新聞をキャラづけしたり、社説を「大御所の師匠からの言葉」とたとえたり、一気に新聞をおもしろく感じさせてくれる読み方が話題のプチ鹿島さんの『芸人式新聞の読み方』。その読み方を実際の新聞記者はどう思うのでしょうか? 元毎日新聞記者で、現在は、BuzzFeed JAPANで活躍する石戸諭さんと語り合いました。全4回でお届けします。
(構成:福田フクスケ 撮影:菊岡俊子)

新聞社は今も最強のジャーナリスト養成機関


鹿島 僕はふだん“時事芸人”と呼ばれるほど新聞の読み比べをしているんですが、実際に毎日新聞の記者として現場にいた“中の人”と会えるのは貴重な機会。ぜひいろいろ検証したいので、よろしくお願いします。たとえば今回の『芸人式新聞の読み方』では、朝刊各紙を擬人化しているのですが、あれはどうでしたか?

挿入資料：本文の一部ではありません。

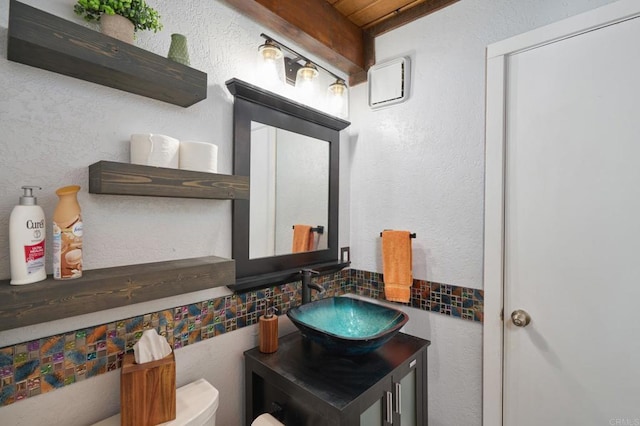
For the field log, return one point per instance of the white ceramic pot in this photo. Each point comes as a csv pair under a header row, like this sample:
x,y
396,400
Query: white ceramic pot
x,y
117,26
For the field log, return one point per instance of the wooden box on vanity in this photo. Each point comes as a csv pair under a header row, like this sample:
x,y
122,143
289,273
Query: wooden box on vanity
x,y
148,391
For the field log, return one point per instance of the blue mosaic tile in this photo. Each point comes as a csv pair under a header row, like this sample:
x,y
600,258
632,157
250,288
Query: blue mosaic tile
x,y
23,371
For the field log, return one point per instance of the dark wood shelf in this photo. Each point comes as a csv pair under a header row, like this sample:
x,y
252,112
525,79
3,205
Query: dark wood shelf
x,y
284,276
107,177
51,43
109,288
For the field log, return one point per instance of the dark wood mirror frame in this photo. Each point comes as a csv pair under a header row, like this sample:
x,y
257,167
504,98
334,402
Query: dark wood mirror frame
x,y
255,104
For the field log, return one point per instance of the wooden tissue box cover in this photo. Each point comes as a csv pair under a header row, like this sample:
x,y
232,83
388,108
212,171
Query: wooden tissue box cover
x,y
147,391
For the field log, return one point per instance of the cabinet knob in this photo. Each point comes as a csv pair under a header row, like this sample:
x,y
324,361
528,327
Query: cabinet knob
x,y
389,408
398,398
520,318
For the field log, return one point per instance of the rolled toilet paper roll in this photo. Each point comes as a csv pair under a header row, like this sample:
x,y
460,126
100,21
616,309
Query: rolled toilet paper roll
x,y
150,149
266,419
199,156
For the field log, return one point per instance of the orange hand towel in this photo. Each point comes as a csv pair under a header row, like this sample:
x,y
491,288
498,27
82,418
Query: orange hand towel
x,y
302,239
397,265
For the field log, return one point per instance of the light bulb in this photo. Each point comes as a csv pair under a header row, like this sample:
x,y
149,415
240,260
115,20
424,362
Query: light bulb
x,y
271,65
306,83
338,99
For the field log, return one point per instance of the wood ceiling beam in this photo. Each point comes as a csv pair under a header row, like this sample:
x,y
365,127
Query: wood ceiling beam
x,y
405,15
316,26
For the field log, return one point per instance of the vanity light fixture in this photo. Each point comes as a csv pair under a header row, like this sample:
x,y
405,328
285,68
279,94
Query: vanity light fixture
x,y
303,74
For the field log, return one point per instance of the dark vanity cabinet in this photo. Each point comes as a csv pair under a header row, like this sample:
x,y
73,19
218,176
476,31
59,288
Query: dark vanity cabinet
x,y
301,384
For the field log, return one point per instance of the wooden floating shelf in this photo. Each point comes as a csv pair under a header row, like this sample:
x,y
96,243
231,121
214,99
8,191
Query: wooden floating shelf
x,y
107,177
51,43
109,288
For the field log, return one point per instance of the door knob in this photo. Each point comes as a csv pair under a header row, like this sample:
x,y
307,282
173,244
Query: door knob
x,y
520,318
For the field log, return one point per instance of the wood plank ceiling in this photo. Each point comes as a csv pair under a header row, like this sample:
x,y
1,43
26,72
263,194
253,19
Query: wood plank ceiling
x,y
340,32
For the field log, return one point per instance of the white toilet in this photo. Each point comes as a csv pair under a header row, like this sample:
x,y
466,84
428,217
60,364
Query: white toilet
x,y
196,405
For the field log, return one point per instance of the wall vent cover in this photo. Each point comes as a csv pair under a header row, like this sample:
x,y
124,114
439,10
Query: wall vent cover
x,y
389,82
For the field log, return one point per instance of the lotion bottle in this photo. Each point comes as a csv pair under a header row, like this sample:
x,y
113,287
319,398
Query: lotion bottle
x,y
27,231
67,235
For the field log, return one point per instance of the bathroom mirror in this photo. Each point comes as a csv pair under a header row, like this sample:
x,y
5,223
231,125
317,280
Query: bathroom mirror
x,y
258,116
286,167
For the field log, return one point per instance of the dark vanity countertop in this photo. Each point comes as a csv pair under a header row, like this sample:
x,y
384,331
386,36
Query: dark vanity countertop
x,y
339,380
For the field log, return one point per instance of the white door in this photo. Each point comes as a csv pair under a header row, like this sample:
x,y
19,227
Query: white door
x,y
570,237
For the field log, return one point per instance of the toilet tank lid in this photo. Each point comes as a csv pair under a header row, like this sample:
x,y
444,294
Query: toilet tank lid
x,y
194,401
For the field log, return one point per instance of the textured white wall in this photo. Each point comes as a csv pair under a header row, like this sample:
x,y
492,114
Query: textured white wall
x,y
420,165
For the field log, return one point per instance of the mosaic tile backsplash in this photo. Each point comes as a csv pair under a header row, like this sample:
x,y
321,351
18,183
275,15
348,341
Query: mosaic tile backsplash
x,y
40,366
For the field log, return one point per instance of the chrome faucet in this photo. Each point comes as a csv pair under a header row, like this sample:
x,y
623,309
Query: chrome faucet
x,y
307,285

石戸 「毎日新聞は“書生肌のリベラルおじさん”」ってやつですね(笑)。新聞全体から立ち現れてくる論調をなかなかよく分析されてるなと、うなずきながら読みました。実際の現場には女性記者もたくさんいるし、個々の記者によって感覚はまた違ったりもするんですが。

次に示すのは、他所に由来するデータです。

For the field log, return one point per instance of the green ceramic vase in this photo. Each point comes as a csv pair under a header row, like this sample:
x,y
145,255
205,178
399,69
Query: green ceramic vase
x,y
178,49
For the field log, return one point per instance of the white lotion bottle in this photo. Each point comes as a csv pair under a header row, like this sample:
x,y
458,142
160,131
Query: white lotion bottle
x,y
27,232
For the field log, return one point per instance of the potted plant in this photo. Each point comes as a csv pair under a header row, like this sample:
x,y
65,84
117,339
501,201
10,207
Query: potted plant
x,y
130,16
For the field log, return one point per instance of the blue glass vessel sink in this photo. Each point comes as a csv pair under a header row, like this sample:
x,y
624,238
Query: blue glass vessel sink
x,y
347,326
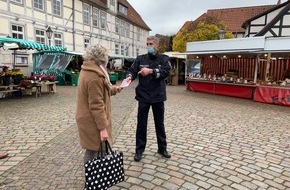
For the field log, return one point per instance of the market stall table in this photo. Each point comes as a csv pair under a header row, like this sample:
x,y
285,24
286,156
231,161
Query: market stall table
x,y
221,88
278,95
6,91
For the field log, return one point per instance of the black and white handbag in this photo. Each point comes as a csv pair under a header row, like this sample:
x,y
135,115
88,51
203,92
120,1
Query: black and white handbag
x,y
105,171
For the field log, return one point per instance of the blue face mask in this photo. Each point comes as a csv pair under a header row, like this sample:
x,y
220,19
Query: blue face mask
x,y
150,50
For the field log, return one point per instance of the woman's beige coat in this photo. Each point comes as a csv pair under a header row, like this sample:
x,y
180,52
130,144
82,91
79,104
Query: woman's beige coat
x,y
93,105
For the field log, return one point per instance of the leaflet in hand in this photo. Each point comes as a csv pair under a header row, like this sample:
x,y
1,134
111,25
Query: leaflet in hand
x,y
124,83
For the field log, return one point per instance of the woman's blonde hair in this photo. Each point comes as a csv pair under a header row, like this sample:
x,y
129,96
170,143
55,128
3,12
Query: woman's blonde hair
x,y
96,53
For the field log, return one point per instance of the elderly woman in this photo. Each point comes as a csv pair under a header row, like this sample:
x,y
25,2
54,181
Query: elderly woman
x,y
93,114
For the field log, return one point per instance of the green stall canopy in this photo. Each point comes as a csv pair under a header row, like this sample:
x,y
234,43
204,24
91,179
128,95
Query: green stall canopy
x,y
18,44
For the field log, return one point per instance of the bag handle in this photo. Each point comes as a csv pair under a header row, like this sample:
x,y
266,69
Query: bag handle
x,y
108,149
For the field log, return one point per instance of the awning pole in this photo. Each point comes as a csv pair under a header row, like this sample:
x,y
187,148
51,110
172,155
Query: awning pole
x,y
267,67
256,68
14,60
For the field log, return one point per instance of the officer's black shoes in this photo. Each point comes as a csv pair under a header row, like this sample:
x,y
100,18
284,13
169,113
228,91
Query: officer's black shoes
x,y
164,153
137,157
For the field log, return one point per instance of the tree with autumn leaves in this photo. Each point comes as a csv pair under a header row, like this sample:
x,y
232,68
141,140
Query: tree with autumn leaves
x,y
206,29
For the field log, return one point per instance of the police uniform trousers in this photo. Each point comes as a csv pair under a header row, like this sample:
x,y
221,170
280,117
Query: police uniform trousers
x,y
142,119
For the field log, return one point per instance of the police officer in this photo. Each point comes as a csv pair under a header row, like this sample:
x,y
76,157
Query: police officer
x,y
152,69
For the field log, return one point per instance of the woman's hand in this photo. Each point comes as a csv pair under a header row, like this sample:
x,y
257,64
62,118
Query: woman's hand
x,y
103,135
119,89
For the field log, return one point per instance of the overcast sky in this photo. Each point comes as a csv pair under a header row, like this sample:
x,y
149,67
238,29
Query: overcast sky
x,y
168,16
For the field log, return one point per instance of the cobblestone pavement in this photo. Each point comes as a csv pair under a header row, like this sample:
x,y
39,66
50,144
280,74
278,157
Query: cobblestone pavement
x,y
216,142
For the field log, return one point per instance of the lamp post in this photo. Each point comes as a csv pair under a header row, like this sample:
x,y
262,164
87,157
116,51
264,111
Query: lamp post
x,y
221,34
49,35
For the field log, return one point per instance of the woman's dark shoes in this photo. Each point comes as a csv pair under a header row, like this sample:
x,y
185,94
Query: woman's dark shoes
x,y
137,157
164,153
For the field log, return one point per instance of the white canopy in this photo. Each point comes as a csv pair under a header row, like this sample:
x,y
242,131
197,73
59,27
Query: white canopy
x,y
240,45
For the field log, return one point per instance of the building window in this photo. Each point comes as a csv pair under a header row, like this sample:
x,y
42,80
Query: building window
x,y
127,51
17,32
58,39
56,7
103,20
117,25
17,1
122,50
40,36
123,9
95,17
117,49
127,29
138,34
123,28
38,4
86,14
86,42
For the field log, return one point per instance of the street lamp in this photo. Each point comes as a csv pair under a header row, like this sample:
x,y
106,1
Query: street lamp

鹿島 もちろん、社内には違う意見の記者もいて当然ですよね。

石戸 毎日新聞は、比較的記者の個性が認められているんですよ。「記者の目」というコーナーでは、「昨日○○という記者はこう書いていたが、それは違うのではないか」とか、侃々諤々やり合うこともありました。

鹿島 なるほど。ただ、一見小難しくてとっつきづらい社説も、「毎日、偉そうなおじさんが上から小言を言っている」と思いながら読むと、途端に親しみやすくなる。だから今回は、ふだん新聞をあまり読まない人に向けて、あえて「こういう風に擬人化してキャラ付けしながら読むとおもしろいよ」と提案してみました。

石戸 ええ、楽しみ方としては全然ありだと思うし、その通りだと思う部分もあります。実際、新聞業界の中で働いていても、「朝日っぽいな」「読売っぽいな」という独自の文化圏を感じることはありましたよ。


鹿島 そう言っていただけるとありがたい。今日お伺いしたかったのは、「新聞は弱体化しているのか?」ということ。昨年は“文春砲”という言葉が話題になったように、甘利大臣(当時)の政治資金スキャンダルなどは、本来新聞が追及するべきことだったのではないかと思うのですが。

石戸 昔の先輩の思い出話などを聞いていると、たしかにかつては取材費も潤沢に使えたとか、取材に専念する時間があった。そんな土壌があったのは感じていて、時代や環境が変わったなとは思います。ただ、新聞が弱くなった、ダメになったとはまったく思いません。取材記者を千人単位で揃えていて、かつ取材のノウハウをきちんと体系的に体得できる組織は、まだ新聞社以外にはあり得ない。今のメディアの状況を考えると、正直、新聞ががんばる以外にないでしょ、と思ってます。